Completam-se hoje 50 anos após o primeiro Dia do Trabalhador celebrado em democracia. Embora não completamente esquecido no tempo da ditadura, era vivido pela generalidade da população como um dia normal de trabalho. O Estado Novo proibia expressamente as manifestações, a não ser as supostamente “espontâneas” de apoio ao regime e ao ditador. As outras eram geralmente dispersadas a cassetete, embora se possa dizer que a ditadura também celebrava, à sua maneira, a festa proibida: umas semanas antes do 1.º de Maio, a PIDE ia prendendo, para interrogatórios e investigações, reais ou supostos agitadores que pudessem desencadear actos de protesto no Dia do Trabalhador.
Comemorando a liberdade recém-conquistada com a Revolução dos Cravos, o povo saiu à rua em Lisboa e noutras cidades do país. Embora não haja números rigorosos, calcula-se que mais de um milhão de pessoas terá participado nas concentrações e desfiles do 1.º de Maio de 1974, e que faz desse dia, muito provavelmente, o da maior manifestação de sempre realizada em Portugal. Sem tempo ainda para se afirmarem as diferenças entre partidos e tendências sindicais que haveriam de marcar o PREC e o período pós-revolucionário, o que ressalta da festa dos trabalhadores de 1974 é, a par da imensa alegria de um povo que finalmente se sentia livre, o espírito de unidade: todos rejeitavam a ditadura, a guerra, a miséria e olhavam com esperança e optimismo o futuro a construir.
Se o número de pessoas que saíram à rua se constitui como algo inédito e expressivo, este dia foi mais do que isso. Tantas vezes chamado “Primeiro 1º de Maio” – inaugural na sua celebração em liberdade, depois de 48 anos de ditadura – foi uma coisa nunca vista. João Abel Manta desenha este acontecimento para a primeira página do Diário de Lisboa: ao centro da imagem um casal jovem, com uma criança aos ombros, sorridentes, de punhos erguidos. Sem medo, felizes, vitoriosos. Festa e luta.
As ruas foram, assim, tomadas pelos corpos e pelas vozes, por todos aqueles que se constituíam, ou estavam em processo de se constituir, como sujeitos políticos. Como na canção de Zeca Afonso: O Povo é quem mais ordena. Ou ainda como titularam vários do jornais coevos que mostravam as manifestações desse Maio, remetendo para a palavra de ordem que se tornou tão central: O Povo Unido jamais será vencido. Palavra de ordem que se ouve, por exemplo, na reportagem da RTP sobre as manifestações em vários locais do país, com destaque para Lisboa.
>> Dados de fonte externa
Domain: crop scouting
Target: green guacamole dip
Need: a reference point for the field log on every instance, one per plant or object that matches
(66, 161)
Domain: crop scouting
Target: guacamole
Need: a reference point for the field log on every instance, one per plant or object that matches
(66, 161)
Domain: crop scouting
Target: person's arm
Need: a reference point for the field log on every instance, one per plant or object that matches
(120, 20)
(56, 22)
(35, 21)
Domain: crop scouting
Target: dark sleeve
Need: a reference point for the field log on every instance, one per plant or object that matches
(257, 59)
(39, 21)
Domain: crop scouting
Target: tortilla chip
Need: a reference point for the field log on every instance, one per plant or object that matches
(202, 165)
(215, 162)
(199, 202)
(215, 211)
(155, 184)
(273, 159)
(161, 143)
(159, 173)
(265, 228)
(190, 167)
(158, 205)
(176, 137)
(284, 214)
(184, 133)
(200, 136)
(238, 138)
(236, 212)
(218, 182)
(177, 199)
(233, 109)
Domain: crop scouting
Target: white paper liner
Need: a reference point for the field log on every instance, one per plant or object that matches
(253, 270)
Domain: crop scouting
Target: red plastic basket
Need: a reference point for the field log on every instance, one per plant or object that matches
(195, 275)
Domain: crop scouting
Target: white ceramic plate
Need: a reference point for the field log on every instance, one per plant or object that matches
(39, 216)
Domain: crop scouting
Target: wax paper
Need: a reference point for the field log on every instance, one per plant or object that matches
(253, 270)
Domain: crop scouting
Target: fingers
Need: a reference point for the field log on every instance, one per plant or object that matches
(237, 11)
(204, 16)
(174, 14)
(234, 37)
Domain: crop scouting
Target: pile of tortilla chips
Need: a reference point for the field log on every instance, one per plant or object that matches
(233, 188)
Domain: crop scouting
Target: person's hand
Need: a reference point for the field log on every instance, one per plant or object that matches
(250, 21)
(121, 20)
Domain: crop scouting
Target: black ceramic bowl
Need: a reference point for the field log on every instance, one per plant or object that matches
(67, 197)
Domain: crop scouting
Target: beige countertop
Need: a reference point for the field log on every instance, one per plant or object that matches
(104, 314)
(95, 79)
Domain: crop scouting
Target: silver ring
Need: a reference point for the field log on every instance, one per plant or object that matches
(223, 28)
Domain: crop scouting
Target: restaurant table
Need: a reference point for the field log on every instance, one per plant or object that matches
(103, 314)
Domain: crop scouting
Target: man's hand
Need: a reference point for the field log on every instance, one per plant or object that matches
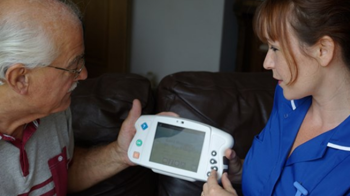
(212, 188)
(235, 166)
(127, 132)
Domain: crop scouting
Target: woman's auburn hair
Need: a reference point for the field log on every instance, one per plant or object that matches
(310, 20)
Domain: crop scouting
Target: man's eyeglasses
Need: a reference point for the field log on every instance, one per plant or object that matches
(76, 72)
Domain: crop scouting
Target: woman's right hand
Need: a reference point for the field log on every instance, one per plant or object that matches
(212, 188)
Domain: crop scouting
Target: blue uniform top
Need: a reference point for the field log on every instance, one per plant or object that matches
(321, 166)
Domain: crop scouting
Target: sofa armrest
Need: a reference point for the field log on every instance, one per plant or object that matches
(238, 103)
(100, 105)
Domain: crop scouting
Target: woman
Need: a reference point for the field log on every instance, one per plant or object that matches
(305, 147)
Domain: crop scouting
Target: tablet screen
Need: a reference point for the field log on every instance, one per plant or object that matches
(177, 147)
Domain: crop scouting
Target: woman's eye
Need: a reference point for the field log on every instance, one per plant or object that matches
(273, 48)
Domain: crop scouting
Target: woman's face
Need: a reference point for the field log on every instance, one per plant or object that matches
(307, 77)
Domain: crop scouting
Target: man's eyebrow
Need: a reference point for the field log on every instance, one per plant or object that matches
(76, 59)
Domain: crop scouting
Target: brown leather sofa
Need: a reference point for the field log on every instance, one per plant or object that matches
(238, 103)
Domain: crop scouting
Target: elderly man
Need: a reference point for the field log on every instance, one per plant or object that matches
(41, 61)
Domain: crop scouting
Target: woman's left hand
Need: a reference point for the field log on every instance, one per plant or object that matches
(212, 188)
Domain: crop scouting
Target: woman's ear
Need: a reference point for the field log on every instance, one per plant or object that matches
(325, 50)
(16, 78)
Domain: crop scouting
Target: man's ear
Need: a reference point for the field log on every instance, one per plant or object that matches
(16, 77)
(325, 50)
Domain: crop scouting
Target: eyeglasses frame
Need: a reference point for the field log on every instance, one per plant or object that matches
(74, 71)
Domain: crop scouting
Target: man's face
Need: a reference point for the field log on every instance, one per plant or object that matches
(52, 87)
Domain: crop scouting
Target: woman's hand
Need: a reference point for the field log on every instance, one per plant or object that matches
(212, 188)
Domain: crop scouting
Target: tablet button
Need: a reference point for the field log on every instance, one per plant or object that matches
(144, 126)
(214, 168)
(139, 143)
(136, 155)
(213, 161)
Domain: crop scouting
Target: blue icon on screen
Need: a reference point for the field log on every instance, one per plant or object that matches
(144, 126)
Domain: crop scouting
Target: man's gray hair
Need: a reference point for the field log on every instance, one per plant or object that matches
(27, 44)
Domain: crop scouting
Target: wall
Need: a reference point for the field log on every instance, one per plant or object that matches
(177, 35)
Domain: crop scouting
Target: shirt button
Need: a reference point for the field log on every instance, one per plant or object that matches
(60, 158)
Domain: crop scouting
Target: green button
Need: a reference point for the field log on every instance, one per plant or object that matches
(139, 142)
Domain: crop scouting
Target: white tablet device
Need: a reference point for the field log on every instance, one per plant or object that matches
(179, 147)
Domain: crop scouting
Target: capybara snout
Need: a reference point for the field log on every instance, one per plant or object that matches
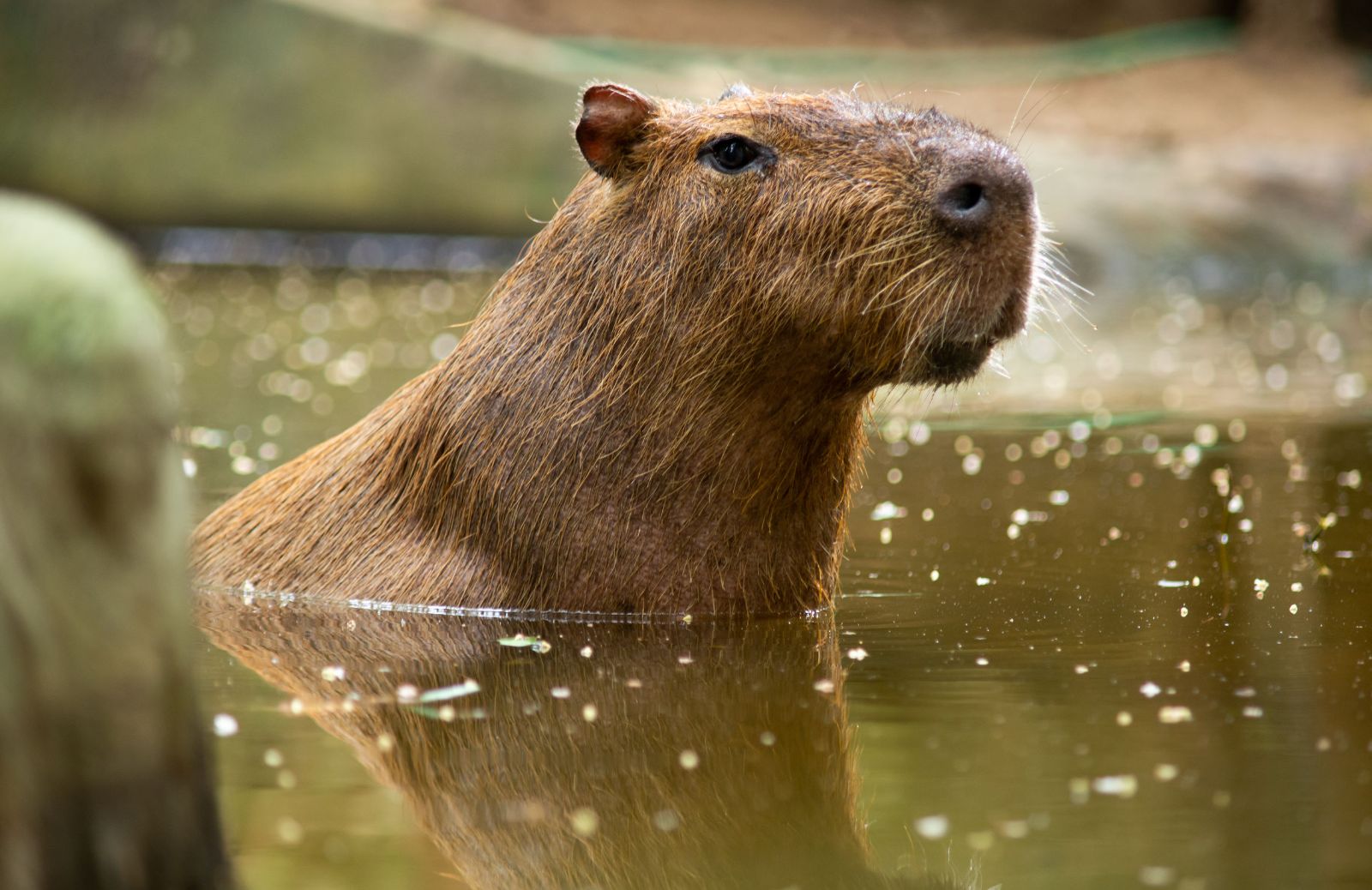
(660, 407)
A rua deixou de ser interdita – porque o era para os que não apoiavam ou eram arregimentados e enquadrados pela ditadura. Interdita, é certo, a rua nunca deixou de ser um território de confronto, no qual se materializava o combate desigual entre o aparato policial e repressivo do Estado e os corpos dos opositores. Mas depois da revolução de Abril, as manifestações já não podiam ser proibidas. O espaço foi reconquistado. É, assim, político e politizado.
As pessoas que saíram à rua nesse Maio trazem as suas reivindicações para o espaço público, tornam-se visíveis, audíveis e presentes. Flutuam bandeiras, os braços seguram faixas e cartazes. E há cravos. Há uma pluralidade de mensagens escritas nas faixas e cartazes, que se fazem ouvir nas entrevistas que foram feitas, que se recordam nas memórias de quem viveu o momento. Até mesmo, como se pode ver no filme As Armas e o Povo (1975), um cartaz no qual se lê: “A poesia está na rua”. São as reivindicações do mundo do trabalho, mas são muito mais do que isso. Deitam fora o velho, o bafiento, a ditadura e a guerra. Para dar lugar ao novo. Para dar lugar à construção do novo. A todas as possibilidades do que poderia ser esse novo. Este momento pode, assim, ser visto como uma irrupção popular que anuncia e materializa a nova dinâmica política. Nos meses seguintes, vivia-se em Portugal o PREC (Período Revolucionário em Curso).